14.2.09

Comprenne qui voudra

Poème de Paul Eluard - 1944

« En ce temps-là,
pour ne pas châtier les coupables,
on maltraitait les filles.
On alla même jusqu’à les tondre. »
Comprenne qui voudra
Moi mon remords ce fut
La malheureuse qui resta
Sur le pavé
La victime raisonnable
À la robe déchirée
Au regard d’enfant perdue
Découronnée défigurée
Celle qui ressemble aux morts
Qui sont morts pour être aimés

Une fille faite pour un bouquet
Et couverte
Du noir crachat des ténèbres

Une fille galante
Comme une aurore de premier mai
La plus aimable bête

Souillée et qui n’a pas compris
Qu’elle est souillée
Une bête prise au piège
Des amateurs de beauté

Et ma mère la femme
Voudrait bien dorloter
Cette image idéale
De son malheur sur terre.


Texte initialement publié in Les Lettres françaises du 2 décembre 1944, avec ce commentaire :

« Réaction de colère.
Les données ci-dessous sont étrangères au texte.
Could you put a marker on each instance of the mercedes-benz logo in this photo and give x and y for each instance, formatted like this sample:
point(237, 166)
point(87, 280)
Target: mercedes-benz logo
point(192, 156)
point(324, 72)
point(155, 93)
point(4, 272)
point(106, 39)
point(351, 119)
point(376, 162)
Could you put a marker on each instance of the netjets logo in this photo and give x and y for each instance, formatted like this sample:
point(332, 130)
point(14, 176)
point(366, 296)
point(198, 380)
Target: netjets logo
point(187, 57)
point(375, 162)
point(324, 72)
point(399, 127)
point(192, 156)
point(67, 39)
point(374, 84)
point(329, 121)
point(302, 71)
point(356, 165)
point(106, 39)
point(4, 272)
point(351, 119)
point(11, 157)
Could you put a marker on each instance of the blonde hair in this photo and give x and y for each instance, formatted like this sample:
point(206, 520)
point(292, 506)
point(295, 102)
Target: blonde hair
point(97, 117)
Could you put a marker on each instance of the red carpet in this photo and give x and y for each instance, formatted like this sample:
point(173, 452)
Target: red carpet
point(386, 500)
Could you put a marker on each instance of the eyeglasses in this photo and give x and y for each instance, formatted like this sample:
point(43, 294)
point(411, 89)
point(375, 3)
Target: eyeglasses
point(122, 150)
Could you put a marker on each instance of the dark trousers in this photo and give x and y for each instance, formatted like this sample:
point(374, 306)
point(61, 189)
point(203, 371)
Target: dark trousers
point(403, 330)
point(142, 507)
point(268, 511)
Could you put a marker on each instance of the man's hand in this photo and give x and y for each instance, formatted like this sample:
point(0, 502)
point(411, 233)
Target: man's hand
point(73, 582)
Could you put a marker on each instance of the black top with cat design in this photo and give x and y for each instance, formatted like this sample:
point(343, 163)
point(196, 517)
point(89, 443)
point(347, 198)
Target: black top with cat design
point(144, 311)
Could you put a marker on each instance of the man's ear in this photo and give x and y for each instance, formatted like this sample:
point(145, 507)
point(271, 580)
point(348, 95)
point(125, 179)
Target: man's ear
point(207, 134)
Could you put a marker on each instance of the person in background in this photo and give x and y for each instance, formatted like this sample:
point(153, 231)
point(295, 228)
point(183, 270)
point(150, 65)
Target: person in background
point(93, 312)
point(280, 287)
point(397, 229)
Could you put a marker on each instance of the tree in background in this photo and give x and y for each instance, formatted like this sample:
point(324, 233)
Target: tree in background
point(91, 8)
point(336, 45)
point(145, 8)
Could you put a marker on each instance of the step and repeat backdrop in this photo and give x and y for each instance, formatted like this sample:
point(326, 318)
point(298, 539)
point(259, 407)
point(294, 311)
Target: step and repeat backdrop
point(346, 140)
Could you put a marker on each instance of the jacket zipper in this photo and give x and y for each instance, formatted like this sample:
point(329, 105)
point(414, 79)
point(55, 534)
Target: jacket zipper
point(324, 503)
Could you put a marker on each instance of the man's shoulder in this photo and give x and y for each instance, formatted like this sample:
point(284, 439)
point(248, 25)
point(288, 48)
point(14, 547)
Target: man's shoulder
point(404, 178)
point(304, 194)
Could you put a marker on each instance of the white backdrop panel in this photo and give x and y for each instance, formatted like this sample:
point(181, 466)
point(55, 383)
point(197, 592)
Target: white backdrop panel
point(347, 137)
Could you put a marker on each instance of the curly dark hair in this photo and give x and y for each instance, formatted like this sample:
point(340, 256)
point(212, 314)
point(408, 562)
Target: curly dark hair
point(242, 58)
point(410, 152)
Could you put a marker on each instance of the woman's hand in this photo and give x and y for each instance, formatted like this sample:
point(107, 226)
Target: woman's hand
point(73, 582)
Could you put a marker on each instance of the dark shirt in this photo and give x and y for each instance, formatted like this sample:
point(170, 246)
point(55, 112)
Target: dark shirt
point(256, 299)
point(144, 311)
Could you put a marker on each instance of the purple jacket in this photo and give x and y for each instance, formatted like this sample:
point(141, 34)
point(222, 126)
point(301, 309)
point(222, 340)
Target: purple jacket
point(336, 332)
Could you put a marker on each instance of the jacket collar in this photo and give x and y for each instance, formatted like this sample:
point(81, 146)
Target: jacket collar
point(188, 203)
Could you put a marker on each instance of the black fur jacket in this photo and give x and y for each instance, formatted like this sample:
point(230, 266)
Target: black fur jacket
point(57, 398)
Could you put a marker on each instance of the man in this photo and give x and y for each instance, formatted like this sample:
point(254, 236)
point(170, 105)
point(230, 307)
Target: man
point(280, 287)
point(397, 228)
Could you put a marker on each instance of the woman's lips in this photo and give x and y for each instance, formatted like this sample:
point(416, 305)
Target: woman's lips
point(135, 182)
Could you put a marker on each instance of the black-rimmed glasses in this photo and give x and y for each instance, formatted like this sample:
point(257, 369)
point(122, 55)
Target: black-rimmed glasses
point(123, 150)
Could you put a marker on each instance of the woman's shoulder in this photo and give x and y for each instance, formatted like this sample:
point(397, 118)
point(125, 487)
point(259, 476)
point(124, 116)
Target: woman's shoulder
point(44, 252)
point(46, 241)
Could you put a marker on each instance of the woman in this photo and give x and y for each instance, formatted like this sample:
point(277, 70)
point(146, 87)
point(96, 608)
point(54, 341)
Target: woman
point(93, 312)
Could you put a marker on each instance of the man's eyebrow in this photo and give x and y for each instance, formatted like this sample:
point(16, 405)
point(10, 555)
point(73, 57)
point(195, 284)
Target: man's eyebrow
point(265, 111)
Je revois, devant la boutique d’un coiffeur de la rue de Grenelle, une magnifique chevelure féminine gisant sur le pavé. Je revois des idiotes lamentables tremblant de peur sous les rires de la foule. Elles n’avaient pas vendu la France, et elles n’avaient souvent rien vendu du tout. Elles ne firent, en tous cas, de morale à personne. Tandis que les bandits à face d’apôtre, les Pétain, Laval, Darnand, Déat, Doriot, Luchaire, etc. sont partis. Certains même, connaissant leur puissance, restent tranquillement chez eux, dans l’espoir de recommencer demain. »

in Au rendez-vous allemand, recueil de poèmes de Paul Eluard, 1944.

Publié clandestinement en 1944, ce recueil poétique de Paul Eluard (1895-1952) invite ses contemporains à se rebeller contre l’oppression de l’occupant allemand : il est l’un des plus représentatifs de la poèsie de l’engagement pendant la Seconde Guerre mondiale.

Sans faire de manières, le poète évoque la délivrance de la France dans une écriture incisive et efficace. Il exprime avec une intense détermination son refus de voir sa liberté ainsi que celle de ses « frères de l’ombre » mutilées.

Après la guerre, il aura jusqu’à sa mort en 1952 une activité militante. Ses derniers textes sont une réflexion sur la création poétique.